In mathematics, there is a proof that the following infinite series converges to a constant irrational number, denoted by $e$, called as Euler's number or Euler's constant or Napier's constant. The value of $e$ lies between 2 and 3.
$$1 + \dfrac{1}{1!} + \dfrac{1}{2!} + \dfrac{1}{3!} + \cdots$$
The natural exponential function, defined as follows, has some interesting properties
$$f: \mathbb{R} \rightarrow \mathbb{R}$$ $$f(x) = e^x$$
It is used in several algorithms and in the definitions of functions like SoftMax. I am interested in knowing the possible mathematical characteristics that lead this function useful in artificial intelligence.
The following are the properties I am aware of. But, I am not sure about how some of them will be useful
Non-linearlity: Activation functions are intended to provide non-linearity. So, it is a candidate for activation functions due to this property. You can check its graph here.
Differentiability: Loss functions used for in back-propagation algorithm need to be differentiable. So, it can be a candidate for usage in loss functions too.

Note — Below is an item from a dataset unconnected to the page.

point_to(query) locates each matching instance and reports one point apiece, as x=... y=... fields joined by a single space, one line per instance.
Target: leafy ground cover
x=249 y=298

$$\dfrac{d}{dx} e^x = e^x \text{ for all } x \in \mathbb{R}$$
Continuity: I am not sure how this property is useful in algorithms. Intuitively, you can check from graph provided above that it is continuous.
Smoothness: I am not sure how this property is useful in algorithms. But seems useful. The natural exponential function has the smoothness property.
$$\dfrac{d^n}{d^nx} e^x = e^x \text{ for all } x \in \mathbb{R} \text{ and } n \in \mathbb{N}$$.
Are there any other properties like non-linearily, differentiability, smoothness etc., for the natural exponential function that make it superior to use in AI algorithms?